Wednesday, August 20, 2008

Workshop on New Challenges in Video Coding Standardization – Call for Contributions

Video compression has been a very active area of defining standards over the last 30 years. To face the challenges that emerging applications impose on the requirements of video coding standardization, ISO/IEC WG11 (MPEG) plans to organize a full-day workshop in Korea on 14 October 2008, during the 86th WG11 meeting in Korea.

The key intention of the workshop is to acquire solid information about the context in which video coding will be operating in the future, which will enable MPEG to draw conclusions for the needs and chances in video coding standardization during the next years and to start drafting three key documents: technology context, applications and requirements for a new video coding standard. For this purpose it is planned to invite speakers on key topics and in addition select a variety of proposed contributions. The following topics will be considered:

  1. Applications: Which video signal resolutions are expected, which data rates will be manageable, which networks/storage media will be dominant starting from the middle of the next decade for

    1. Unicast and broadcast video/movie distribution,

    2. Wireless and mobile,

    3. Packaged media.

  2. Next-Generation Networks (around the year 2015)

    1. Which data rates and quality of service characteristics are expected for distribution over IP, WAN, IP-TV, wireless, mobile; unicast, multicast, broadcast, peer 2 peer, access and core networks?

    2. Existence of approaches for transmission, modulation, channel coding etc. that could break existing barriers for terrestrial, satellite and cable broadcast, mobile applications; are there limits in terms of efficient usage of bandwidth and cost?

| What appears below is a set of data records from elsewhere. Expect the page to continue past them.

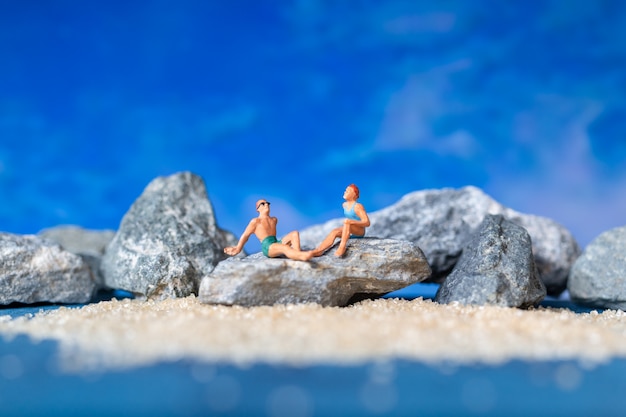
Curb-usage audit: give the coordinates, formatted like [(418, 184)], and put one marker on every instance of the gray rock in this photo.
[(88, 244), (370, 267), (167, 241), (441, 222), (497, 267), (36, 270), (598, 277)]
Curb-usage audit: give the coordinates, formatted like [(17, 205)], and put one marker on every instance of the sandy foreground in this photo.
[(127, 333)]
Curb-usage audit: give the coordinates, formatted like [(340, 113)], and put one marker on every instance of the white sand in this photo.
[(130, 333)]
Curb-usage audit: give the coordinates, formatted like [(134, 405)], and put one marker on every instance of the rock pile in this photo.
[(497, 267), (167, 241), (88, 244), (442, 222), (370, 268), (598, 277), (169, 245)]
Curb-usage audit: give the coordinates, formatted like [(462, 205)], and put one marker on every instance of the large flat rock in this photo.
[(441, 222), (371, 267)]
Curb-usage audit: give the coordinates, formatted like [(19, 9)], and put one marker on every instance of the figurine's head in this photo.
[(263, 206), (351, 193)]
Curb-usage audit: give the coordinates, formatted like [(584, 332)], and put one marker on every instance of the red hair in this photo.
[(355, 189)]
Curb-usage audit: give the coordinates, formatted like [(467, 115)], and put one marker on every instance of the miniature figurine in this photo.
[(353, 226), (264, 228)]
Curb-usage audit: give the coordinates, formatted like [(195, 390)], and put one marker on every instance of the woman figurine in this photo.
[(353, 226)]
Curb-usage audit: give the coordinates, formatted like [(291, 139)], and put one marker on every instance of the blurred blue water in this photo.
[(32, 384), (293, 100)]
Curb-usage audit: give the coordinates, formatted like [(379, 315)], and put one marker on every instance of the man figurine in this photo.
[(353, 226), (264, 227)]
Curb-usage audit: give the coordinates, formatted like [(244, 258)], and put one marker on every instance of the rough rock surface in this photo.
[(598, 277), (370, 267), (37, 270), (441, 222), (167, 241), (497, 268), (88, 244)]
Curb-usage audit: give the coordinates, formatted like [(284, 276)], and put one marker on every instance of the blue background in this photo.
[(293, 100)]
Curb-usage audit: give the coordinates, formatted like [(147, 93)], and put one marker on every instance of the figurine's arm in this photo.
[(234, 250), (360, 211)]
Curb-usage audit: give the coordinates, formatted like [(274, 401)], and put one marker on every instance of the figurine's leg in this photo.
[(327, 242), (345, 235), (292, 239), (346, 232), (278, 249)]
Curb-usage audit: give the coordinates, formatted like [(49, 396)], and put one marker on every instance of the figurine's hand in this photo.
[(231, 250)]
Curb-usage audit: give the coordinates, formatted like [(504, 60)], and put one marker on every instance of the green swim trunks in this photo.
[(267, 242)]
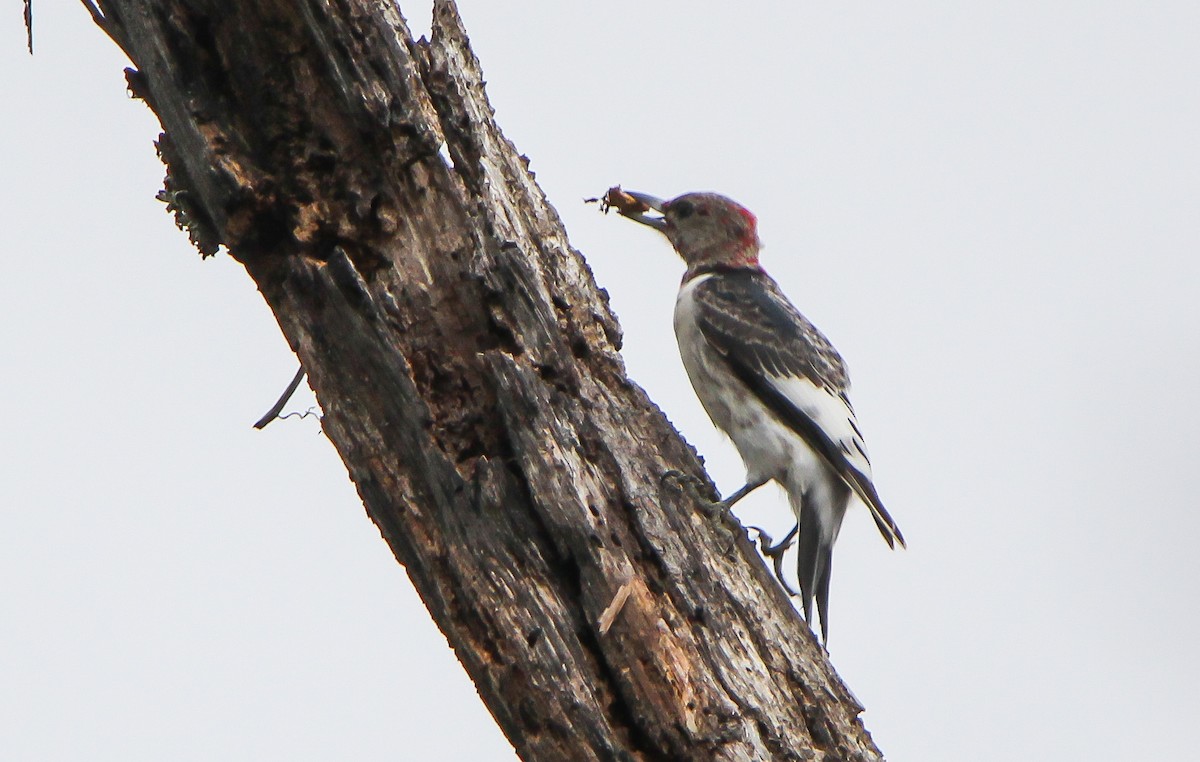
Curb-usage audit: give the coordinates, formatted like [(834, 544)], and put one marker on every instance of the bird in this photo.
[(767, 377)]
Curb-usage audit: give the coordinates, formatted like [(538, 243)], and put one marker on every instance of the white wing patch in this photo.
[(832, 413)]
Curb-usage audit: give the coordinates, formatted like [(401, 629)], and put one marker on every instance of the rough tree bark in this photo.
[(469, 376)]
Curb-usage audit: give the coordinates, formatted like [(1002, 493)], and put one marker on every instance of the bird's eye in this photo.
[(682, 209)]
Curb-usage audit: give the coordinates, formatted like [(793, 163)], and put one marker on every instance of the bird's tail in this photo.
[(820, 516)]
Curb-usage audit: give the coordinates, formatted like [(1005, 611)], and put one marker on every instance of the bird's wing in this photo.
[(793, 370)]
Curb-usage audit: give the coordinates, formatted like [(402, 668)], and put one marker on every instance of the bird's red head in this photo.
[(707, 229)]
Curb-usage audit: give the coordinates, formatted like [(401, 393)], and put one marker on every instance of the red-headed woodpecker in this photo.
[(767, 377)]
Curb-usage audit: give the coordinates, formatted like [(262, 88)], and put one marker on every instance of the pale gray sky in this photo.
[(993, 211)]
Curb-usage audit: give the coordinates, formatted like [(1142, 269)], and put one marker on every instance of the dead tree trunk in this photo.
[(469, 376)]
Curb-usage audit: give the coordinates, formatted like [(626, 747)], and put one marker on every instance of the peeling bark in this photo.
[(468, 370)]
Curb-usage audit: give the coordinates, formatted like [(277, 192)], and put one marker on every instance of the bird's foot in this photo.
[(775, 553)]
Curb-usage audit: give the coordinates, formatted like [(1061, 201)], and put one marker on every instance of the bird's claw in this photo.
[(713, 510), (775, 553)]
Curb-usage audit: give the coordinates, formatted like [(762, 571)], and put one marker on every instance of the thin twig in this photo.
[(29, 25), (270, 415)]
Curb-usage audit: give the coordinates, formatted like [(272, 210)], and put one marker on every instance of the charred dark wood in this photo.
[(468, 370)]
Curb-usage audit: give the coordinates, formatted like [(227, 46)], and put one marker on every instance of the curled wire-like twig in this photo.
[(270, 415), (311, 412)]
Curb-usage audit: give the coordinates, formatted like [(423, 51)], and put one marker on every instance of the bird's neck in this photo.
[(718, 268)]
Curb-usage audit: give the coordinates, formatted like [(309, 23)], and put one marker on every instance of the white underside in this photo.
[(768, 448)]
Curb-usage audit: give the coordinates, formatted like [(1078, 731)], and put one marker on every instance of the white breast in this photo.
[(768, 449)]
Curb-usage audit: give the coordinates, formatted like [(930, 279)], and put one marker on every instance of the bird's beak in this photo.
[(637, 213)]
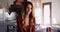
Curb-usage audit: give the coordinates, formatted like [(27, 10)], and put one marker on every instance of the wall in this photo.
[(55, 9)]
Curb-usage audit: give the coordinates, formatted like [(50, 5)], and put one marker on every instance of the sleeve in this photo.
[(34, 25), (19, 27)]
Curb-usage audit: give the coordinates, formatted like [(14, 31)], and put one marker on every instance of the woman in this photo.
[(26, 22)]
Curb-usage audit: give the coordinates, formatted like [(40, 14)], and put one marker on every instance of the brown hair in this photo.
[(31, 16)]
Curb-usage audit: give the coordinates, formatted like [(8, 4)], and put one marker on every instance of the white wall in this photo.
[(55, 9)]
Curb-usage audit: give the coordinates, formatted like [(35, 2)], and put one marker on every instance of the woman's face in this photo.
[(29, 8)]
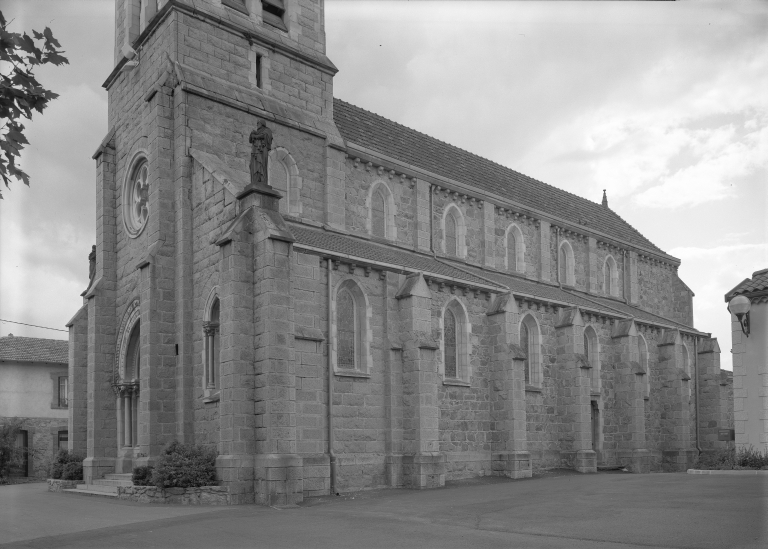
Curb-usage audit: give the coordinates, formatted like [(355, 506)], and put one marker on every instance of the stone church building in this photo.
[(337, 302)]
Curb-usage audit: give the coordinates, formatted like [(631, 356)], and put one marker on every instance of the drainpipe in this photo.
[(331, 453), (696, 392)]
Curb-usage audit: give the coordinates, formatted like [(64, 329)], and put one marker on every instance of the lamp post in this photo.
[(740, 306)]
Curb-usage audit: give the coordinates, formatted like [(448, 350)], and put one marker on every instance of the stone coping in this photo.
[(203, 495), (737, 472)]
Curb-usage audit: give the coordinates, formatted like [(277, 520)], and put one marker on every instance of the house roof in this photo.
[(376, 133), (758, 283), (34, 349)]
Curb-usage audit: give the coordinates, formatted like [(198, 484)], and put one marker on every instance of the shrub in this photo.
[(185, 466), (142, 475), (67, 466)]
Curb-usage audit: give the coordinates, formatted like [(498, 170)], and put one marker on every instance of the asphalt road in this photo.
[(560, 510)]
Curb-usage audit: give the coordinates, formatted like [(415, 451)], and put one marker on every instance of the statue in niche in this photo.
[(261, 143), (91, 265)]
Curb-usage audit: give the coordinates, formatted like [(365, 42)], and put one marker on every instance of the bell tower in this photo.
[(186, 248)]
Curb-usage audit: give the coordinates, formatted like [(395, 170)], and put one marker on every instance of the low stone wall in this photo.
[(203, 495), (57, 485)]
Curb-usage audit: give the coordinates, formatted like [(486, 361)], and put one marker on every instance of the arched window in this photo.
[(592, 351), (515, 250), (454, 231), (456, 346), (284, 177), (529, 341), (566, 274), (610, 277), (351, 329), (212, 347), (348, 335), (135, 196), (642, 348), (451, 230)]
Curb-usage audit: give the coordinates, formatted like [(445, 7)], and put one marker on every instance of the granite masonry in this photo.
[(385, 310)]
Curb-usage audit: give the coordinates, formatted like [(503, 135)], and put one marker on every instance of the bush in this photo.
[(142, 475), (67, 466), (185, 466)]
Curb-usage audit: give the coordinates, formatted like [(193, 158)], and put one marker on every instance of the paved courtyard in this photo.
[(559, 510)]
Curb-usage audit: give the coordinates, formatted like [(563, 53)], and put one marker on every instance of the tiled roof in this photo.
[(375, 132), (758, 283), (362, 249), (34, 349)]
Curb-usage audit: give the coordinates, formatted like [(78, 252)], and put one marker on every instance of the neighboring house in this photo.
[(750, 363), (34, 387), (374, 308)]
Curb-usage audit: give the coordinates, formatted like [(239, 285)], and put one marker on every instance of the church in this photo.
[(336, 302)]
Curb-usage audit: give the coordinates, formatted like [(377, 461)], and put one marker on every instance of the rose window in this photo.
[(136, 195)]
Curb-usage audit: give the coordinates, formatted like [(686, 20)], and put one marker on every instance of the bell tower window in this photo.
[(273, 13)]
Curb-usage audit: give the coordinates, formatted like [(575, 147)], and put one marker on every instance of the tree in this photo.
[(20, 92)]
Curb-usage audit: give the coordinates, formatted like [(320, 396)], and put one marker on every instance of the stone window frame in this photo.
[(517, 234), (533, 361), (463, 343), (644, 360), (591, 336), (390, 209), (461, 231), (363, 334), (209, 330), (56, 387), (290, 204), (570, 264), (610, 276), (139, 159)]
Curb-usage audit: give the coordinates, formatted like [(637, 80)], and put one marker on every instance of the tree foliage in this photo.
[(20, 92)]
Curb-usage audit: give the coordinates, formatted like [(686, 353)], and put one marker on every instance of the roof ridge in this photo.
[(505, 172)]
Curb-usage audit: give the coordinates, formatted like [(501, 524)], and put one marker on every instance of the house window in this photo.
[(451, 228), (136, 197), (346, 323), (566, 265), (273, 13), (351, 313), (456, 346), (378, 215), (610, 277), (238, 5), (592, 352), (62, 440), (643, 354), (212, 348), (450, 344), (529, 341)]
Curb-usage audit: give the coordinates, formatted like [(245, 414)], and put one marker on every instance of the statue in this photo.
[(91, 265), (261, 143)]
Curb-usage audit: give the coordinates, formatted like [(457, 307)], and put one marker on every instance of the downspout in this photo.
[(331, 453), (557, 258), (696, 392)]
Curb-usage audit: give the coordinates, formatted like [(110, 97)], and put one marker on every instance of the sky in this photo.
[(662, 104)]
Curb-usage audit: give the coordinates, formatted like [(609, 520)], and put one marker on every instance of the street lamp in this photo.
[(739, 306)]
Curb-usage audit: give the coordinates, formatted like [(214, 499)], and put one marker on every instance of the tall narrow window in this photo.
[(378, 215), (212, 335), (346, 323), (511, 252), (451, 228), (273, 13), (524, 344), (449, 338), (63, 391)]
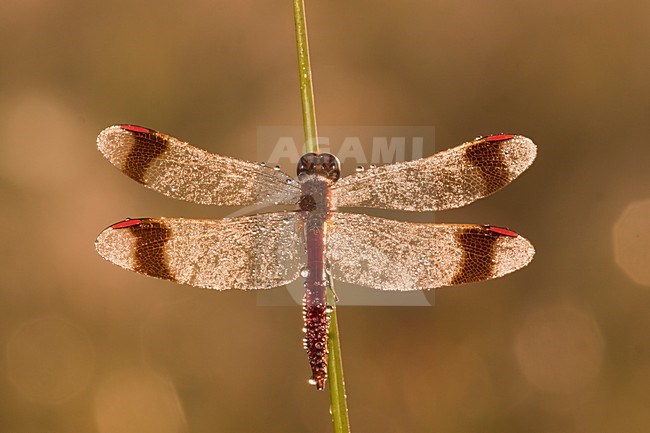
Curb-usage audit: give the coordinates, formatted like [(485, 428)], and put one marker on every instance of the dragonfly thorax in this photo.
[(321, 164)]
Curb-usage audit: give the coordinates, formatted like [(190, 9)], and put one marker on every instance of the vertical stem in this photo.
[(338, 397), (304, 69)]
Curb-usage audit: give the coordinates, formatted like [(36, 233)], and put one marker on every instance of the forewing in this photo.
[(182, 171), (393, 255), (252, 252), (446, 180)]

  3. Video equipment: Availability of cameras, displays, projectors etc. (both for professional and consumer sectors) around the year 2015

    1. Cameras: Resolution, color space, quality of lenses, noise characteristics for HD and beyond in particular, cost.

    2. Displays/projectors: Resolution, color space, size, resolution of typical input signals, cost.

    3. Human factors: What size/resolution is useful considering the properties of human visual system? How likely is it that people will put very large displays (beyond HD) into their houses?

  4. Compression technology

    1. What are known limitations or missing functionality of current compression technology, considering new applications?

    2. New compression methods that could overcome such limitations.

    3. Methods to evaluate performance: Visual quality, complexity.

The workshop will be organized by a single track of oral presentations. When planning to propose a contribution, please send a summary by 5 September 2008, including title, author(s), area(s) as from the list above and an abstract of 500 words by email to the following persons (chairmen of MPEG video and requirements subgroups):

  • Jens-Rainer Ohm, ohm(at)ient(dot)rwth-aachen(dot)de

  • Jörn Ostermann, ostermann(at)tnt(dot)uni-hannover(dot)de

The final program, including exact times and site of the workshop, will be made available by 12 September 2008. Information about acceptance/rejection of the contributions will be conveyed to proponents prior to that date. Note that contributions that cannot be considered for presentation at the workshop will be reviewed during the following week at the MPEG meeting.